Well, that’s so special. And with a wipe of their forehead, they can get right into pessimistically estimating the time required for an eye to evolve by beginning with something that is already in existence and not by having to answer why there is something, anything at all such as a patch of pigmented light-sensitive epithelium, rather than nothing.
Thus, they bypass bothersome issue such as how anything exists at all much less how we end up beginning with a patch of pigmented light-sensitive epithelium and jump right into it:
We have made such calculations by outlining a plausible sequence of alterations leading from a light sensitive spot all the way to a fully developed lens eye.
Although, it would seem that when estimating the time required for an eye to evolve one would actually have to include, you know, all that time that it took to get from nothing to a patch of pigmented light-sensitive epithelium and then add the time it took it to evolve into an eye but hey, I’m not scientists and must not understand such depths of knowledge.
The authors were very kind to evolution from nothing indeed as they note:
We let the evolutionary sequence start with a patch oflight-sensitive cells.
Good thing that they “let” evolution start that way, or else evolution would be in real trouble.
The nervous tissue in the vertebrate retina can also be ignored as this is clearly a part of the nervous system which just happens to reside in the eye.
When making peer reviewed estimations it is, apparently, always good to simply ignore, you know, facts and stuff, that would make guessing at things more difficult…or, something.
Here are some interesting, key, passages:
plausible values had to be assumed
Assuming constant intensity, the upper curve is thus for an eye which is 100 times larger than that for the lower curve.
We assume that the patch is circular, and that selection does not alter the total width of the structure.
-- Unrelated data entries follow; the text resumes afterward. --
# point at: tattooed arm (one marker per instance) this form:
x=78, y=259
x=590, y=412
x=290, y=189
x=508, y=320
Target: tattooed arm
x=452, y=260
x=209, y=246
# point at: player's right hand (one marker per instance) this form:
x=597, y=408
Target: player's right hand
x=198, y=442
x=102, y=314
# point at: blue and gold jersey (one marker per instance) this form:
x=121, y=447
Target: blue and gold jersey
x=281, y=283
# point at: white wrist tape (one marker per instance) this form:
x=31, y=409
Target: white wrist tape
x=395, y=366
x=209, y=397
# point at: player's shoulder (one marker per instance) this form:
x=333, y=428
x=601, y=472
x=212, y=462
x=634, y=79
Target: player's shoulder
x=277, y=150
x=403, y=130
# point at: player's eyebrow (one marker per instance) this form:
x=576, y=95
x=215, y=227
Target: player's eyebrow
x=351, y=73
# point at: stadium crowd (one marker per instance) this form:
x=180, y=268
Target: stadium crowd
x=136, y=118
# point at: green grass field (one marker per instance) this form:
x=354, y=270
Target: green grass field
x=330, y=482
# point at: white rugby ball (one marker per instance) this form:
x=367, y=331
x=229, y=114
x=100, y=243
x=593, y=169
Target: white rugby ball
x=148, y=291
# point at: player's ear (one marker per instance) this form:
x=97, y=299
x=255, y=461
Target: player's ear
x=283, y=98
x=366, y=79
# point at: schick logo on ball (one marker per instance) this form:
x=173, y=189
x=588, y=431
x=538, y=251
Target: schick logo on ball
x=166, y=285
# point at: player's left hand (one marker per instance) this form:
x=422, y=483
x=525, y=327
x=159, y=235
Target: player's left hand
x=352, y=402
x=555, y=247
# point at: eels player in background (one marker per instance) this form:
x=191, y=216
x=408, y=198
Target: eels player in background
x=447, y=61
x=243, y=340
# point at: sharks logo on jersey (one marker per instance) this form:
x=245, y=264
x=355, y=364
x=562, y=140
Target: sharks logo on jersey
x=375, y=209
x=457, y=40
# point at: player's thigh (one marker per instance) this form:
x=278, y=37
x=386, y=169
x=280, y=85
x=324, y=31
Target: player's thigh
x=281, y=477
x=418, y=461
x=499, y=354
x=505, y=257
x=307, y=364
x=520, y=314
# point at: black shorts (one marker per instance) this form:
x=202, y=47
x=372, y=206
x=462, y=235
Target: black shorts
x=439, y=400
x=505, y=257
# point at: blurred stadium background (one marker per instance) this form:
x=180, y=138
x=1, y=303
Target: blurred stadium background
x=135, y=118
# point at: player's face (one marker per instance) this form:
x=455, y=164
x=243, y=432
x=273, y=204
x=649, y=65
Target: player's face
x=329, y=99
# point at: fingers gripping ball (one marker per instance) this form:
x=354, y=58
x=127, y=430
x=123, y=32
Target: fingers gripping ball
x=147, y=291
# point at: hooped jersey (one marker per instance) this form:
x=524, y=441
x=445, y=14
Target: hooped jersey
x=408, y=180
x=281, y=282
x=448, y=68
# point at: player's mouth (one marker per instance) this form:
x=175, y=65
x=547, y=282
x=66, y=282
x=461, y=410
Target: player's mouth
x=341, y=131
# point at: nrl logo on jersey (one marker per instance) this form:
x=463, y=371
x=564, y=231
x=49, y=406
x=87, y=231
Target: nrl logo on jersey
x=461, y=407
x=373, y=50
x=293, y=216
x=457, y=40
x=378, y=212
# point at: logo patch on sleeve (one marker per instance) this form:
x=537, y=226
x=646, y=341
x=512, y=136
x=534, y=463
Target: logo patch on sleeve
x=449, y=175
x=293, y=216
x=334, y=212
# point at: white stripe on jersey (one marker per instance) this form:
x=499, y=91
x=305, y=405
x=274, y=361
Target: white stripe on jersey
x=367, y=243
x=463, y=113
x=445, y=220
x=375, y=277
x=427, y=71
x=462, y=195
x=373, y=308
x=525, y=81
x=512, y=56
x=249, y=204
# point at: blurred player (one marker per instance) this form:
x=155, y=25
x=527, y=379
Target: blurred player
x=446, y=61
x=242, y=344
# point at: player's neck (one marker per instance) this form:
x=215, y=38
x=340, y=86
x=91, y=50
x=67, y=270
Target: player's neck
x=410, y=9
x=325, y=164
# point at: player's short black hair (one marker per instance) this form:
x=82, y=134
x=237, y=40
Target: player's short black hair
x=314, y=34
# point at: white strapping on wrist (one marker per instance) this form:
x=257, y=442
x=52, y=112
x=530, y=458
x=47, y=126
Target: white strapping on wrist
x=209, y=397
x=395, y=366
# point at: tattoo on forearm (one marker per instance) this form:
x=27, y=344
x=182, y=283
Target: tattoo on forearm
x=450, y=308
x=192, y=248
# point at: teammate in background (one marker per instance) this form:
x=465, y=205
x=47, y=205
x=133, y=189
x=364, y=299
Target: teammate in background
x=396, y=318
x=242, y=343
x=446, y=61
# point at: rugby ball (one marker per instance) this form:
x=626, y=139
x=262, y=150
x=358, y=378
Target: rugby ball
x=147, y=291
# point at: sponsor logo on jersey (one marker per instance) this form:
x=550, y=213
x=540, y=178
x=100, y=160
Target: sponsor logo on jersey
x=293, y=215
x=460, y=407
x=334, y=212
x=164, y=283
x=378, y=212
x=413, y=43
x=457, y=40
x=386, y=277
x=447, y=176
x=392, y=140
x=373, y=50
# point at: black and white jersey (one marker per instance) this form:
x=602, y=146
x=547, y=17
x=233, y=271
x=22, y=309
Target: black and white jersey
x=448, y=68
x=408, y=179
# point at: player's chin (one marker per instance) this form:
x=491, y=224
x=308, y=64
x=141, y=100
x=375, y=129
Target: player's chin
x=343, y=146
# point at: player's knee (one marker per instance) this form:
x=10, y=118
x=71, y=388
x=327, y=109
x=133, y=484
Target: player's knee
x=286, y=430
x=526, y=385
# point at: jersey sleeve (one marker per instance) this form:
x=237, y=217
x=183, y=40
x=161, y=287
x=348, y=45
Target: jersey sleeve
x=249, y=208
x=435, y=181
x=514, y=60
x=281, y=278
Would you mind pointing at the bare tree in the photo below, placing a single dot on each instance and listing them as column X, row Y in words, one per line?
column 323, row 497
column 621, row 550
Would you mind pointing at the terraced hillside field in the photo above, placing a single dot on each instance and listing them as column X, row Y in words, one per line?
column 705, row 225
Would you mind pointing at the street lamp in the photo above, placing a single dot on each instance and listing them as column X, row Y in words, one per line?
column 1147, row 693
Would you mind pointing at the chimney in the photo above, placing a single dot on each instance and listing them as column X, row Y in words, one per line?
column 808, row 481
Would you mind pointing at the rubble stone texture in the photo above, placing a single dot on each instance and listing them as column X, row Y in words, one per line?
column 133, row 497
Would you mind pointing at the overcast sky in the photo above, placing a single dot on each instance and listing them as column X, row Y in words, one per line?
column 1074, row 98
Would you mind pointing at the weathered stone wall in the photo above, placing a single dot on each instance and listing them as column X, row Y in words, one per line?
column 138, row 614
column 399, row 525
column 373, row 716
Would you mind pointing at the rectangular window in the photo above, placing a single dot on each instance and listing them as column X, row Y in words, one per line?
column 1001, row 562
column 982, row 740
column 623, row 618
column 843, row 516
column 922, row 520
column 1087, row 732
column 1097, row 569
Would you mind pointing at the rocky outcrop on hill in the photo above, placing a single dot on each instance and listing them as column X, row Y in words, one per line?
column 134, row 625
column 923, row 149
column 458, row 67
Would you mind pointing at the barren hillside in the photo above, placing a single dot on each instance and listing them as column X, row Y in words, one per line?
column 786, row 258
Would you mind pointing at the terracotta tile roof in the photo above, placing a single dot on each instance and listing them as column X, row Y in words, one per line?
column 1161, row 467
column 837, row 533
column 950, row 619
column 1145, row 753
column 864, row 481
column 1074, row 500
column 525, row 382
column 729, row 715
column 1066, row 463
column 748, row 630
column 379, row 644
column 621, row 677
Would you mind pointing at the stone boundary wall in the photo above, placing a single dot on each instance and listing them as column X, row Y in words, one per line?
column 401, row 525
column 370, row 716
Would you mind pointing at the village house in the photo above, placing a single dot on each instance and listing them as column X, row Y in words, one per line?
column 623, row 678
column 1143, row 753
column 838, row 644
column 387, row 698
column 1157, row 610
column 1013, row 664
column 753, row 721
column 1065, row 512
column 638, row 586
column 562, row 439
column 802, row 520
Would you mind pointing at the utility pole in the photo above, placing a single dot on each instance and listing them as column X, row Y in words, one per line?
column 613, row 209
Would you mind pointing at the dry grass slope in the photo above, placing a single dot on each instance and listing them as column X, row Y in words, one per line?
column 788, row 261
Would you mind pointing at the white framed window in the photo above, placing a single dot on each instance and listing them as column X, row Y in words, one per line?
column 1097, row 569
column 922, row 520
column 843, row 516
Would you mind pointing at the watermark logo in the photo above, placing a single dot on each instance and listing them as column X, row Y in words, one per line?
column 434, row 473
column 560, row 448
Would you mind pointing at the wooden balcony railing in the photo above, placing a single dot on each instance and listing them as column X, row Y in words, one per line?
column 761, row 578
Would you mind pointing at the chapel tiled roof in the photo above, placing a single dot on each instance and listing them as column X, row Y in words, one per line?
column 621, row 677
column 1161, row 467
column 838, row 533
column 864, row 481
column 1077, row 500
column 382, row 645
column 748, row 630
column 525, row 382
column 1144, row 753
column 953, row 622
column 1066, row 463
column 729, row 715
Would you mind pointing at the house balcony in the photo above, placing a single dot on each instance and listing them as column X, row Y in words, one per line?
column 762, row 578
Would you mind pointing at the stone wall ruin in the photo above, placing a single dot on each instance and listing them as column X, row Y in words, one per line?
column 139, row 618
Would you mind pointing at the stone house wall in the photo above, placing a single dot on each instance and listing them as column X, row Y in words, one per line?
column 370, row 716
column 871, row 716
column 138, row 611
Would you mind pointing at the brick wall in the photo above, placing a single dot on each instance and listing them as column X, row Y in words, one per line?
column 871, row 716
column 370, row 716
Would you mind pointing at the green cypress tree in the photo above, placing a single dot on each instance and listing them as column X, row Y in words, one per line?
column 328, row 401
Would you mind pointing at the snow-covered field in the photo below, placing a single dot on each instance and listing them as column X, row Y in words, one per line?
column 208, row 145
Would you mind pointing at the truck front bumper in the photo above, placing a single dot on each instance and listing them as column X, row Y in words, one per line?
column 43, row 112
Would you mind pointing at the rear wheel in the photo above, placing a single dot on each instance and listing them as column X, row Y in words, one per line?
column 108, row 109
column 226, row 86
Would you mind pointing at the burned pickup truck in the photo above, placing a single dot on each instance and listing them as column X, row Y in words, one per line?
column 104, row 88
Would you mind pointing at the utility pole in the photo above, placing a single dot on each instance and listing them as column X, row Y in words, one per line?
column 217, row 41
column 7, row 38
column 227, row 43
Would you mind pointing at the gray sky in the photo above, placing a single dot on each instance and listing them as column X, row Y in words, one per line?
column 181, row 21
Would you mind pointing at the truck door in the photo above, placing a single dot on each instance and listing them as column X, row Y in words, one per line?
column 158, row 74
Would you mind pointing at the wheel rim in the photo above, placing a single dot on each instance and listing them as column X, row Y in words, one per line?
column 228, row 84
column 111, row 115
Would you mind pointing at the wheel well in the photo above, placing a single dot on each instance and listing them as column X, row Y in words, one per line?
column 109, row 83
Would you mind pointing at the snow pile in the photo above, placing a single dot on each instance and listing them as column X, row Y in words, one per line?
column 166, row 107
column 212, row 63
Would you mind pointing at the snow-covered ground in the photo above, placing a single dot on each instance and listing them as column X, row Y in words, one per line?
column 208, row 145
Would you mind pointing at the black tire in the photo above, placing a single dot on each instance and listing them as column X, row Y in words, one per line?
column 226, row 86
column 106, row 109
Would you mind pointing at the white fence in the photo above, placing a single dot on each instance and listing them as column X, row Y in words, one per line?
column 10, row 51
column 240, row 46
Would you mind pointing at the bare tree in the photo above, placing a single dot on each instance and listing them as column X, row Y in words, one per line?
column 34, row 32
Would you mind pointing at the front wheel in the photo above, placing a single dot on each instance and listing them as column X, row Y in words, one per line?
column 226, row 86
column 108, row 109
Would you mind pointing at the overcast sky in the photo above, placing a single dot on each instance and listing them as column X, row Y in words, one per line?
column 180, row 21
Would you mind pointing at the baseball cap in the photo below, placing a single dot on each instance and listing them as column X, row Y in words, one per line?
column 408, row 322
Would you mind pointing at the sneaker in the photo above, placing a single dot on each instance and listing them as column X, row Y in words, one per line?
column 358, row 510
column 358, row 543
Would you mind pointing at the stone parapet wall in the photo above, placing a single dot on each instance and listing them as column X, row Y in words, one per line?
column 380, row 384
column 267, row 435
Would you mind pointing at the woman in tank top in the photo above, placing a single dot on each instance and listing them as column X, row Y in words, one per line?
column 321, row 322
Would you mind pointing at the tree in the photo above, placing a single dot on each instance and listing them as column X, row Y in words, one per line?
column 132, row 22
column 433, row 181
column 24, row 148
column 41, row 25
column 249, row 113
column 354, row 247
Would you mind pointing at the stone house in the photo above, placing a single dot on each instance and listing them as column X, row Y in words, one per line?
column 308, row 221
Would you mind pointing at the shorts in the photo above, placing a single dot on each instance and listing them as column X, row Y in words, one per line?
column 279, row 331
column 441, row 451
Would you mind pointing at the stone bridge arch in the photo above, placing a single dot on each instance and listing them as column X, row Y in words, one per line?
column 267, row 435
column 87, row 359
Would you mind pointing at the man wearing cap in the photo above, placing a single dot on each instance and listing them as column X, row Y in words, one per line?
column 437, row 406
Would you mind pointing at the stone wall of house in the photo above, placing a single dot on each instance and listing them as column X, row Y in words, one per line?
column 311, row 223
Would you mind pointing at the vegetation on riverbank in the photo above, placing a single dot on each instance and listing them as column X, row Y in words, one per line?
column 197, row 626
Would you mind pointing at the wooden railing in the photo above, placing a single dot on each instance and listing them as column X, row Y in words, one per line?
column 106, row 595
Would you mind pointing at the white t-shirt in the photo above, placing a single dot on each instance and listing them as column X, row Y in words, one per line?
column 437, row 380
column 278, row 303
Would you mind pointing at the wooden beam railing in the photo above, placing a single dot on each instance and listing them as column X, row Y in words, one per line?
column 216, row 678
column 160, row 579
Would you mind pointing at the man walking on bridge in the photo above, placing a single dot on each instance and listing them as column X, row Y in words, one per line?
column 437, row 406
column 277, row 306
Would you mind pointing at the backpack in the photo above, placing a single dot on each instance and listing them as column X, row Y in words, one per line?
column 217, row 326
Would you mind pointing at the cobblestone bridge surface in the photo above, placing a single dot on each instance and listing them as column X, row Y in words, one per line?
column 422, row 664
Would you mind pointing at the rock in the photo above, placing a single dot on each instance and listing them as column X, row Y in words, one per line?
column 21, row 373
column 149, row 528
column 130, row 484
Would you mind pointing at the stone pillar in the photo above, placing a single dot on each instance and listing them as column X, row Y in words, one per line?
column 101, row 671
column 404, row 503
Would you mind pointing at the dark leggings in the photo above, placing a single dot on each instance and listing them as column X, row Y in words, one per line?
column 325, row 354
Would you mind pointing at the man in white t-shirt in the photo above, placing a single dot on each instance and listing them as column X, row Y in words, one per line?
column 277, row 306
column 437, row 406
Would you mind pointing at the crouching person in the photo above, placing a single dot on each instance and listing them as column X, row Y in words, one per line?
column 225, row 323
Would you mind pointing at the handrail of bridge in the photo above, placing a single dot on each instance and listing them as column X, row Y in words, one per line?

The latter assumption is necessary to isolate the design changes from general alterations of the size of the organ.
we assume that the retinal receptive field
the retinal sampling density is assumed always to match the resolution of the optical image
The spherical lens is assumed to fill the aperture
the refractive index is assumed to follow a smooth gradient
The refractive index of the vitreous body is assumed
we have assumed that the receptor diameter is continuously modified such that the photon catch per receptor
assuming that values above
we deliberately ignored this and assumed
Assuming that selection operates on small but random phenotypic variations, no distribution of refractive index is inaccessible to selection.
Throughout the calculations we have used pessimistic assumptions and conservative estimates for the underlying parameters. Should one or perhaps even two of these assumptions or estimates in fact be optimistic, we can trust that the remaining ones will at least compensate for the errors made.
we assume a generation time of one year
And that, ladies and gentlemen, is science, so called that is.